S’ajoute à cela les mesures de décembre : la hausse de la prime d’activité, la prime Macron donnée par les employeurs et la défiscalisation des heures supplémentaires. "Il y a des Français qui vont avoir cette année une augmentation de leur pouvoir d’achat de 850 euros en moyenne, ce n’est pas rien, estime Véronique Jacquier. D’autres auront toujours leur frigo vide au 20 du mois. La question du reste à vivre reste entièrement posée mais le gouvernement ne fera pas plus ; il ne le peut pas budgétairement. Nous vivons à crédit avec une dette de 33.000 euros sur la tête de chacun de nos enfants".

Toujours pas de vrai RIC

Dans un tel contexte, quelle est la motivation des Gilets Jaunes qui vont participer à l’acte 27 ? Ils veulent faire perdurer l’esprit du 17 novembre : réinvestir les ronds-points et les cabanes, manifester mais avec des cortèges à thème, du style "Pas de glyphosate dans les champs" ou "contre la hausse du carburant", avec les femmes en tête. "Bref, ils cherchent à se réinventer, décrypte Véronique Jacquier, et cela énerve au plus haut point l’une des figures du mouvement Eric Drouet. Il n’aime pas cet éparpillement. Il veut réfléchir à la suite".

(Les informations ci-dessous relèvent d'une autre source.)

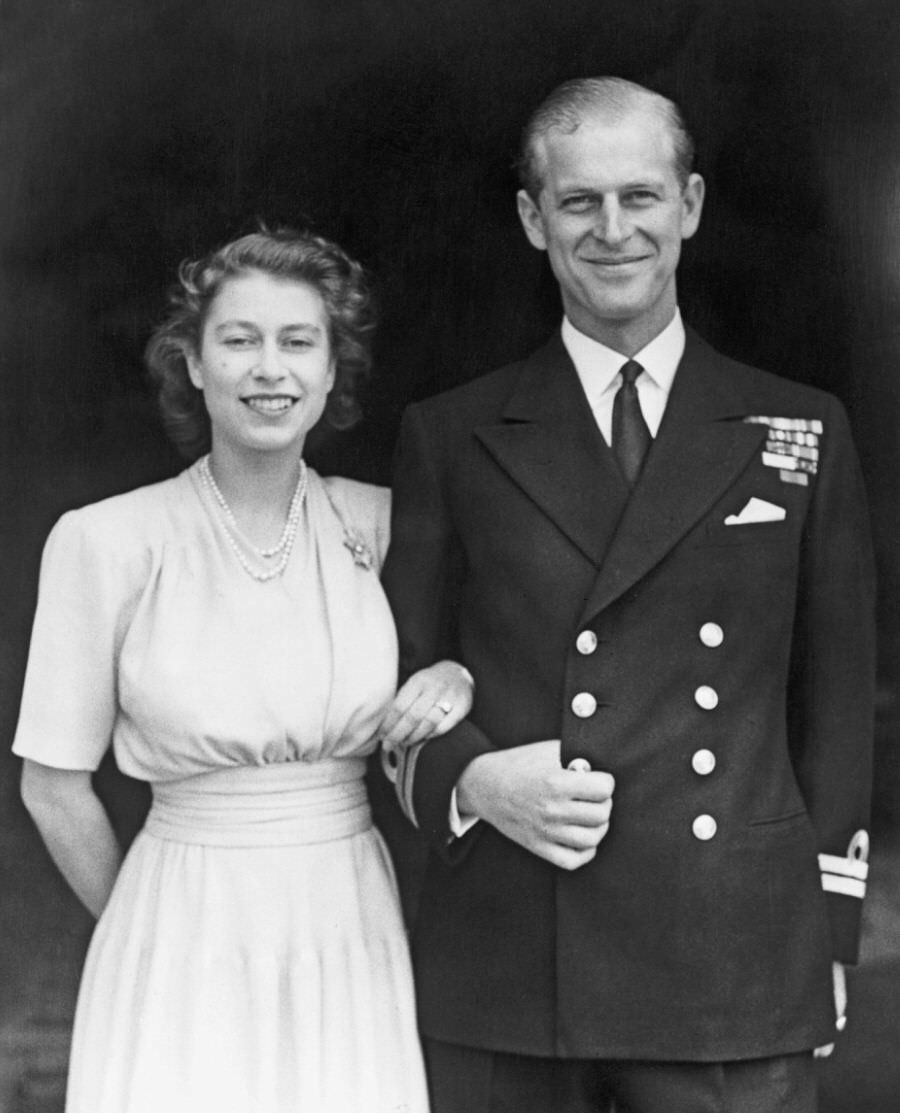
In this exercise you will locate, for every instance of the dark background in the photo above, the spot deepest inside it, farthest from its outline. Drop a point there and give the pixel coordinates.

Mais quelle suite ? Trois listes Gilets Jaunes sont en lice pour les européennes : elles sont toutes créditées de moins de 2%, et elles n’intéressent pas la plupart des Gilets Jaunes. Au bout de six mois, on compte par ailleurs 73.000 personnes au chômage partiel, des centres-villes sinistrés tous les samedis. "Maintenant, c’est stop. Les Gilets Jaunes ont eu le mérite de secouer le gouvernement, de libérer la parole de la France périphérique. Mais à trop durer, ils abîment ce qui a fait la vérité de ce mouvement".
 
"On a encore une mobilisation prévue samedi, bien sûr que l’on continue, explique Jean-Jacques Latil, Gilet Jaune de Marseille. Votre analyse est bonne : le mouvement a fait bouger pas mal de lignes. Le peuple a voulu se réveiller. On ne peut pas faire ce que l’on veut. Quand Monsieur Macron arrive et gouverne par ordonnance, ce n'est pas ça, la démocratie. Mais on n’a pas encore obtenu de vrai RIC, en fait. Il faut qu’aujourd’hui, l’élite arrête de croire qu’elle a la bonne direction à chaque fois. Le peuple peut prendre de bonnes décisions".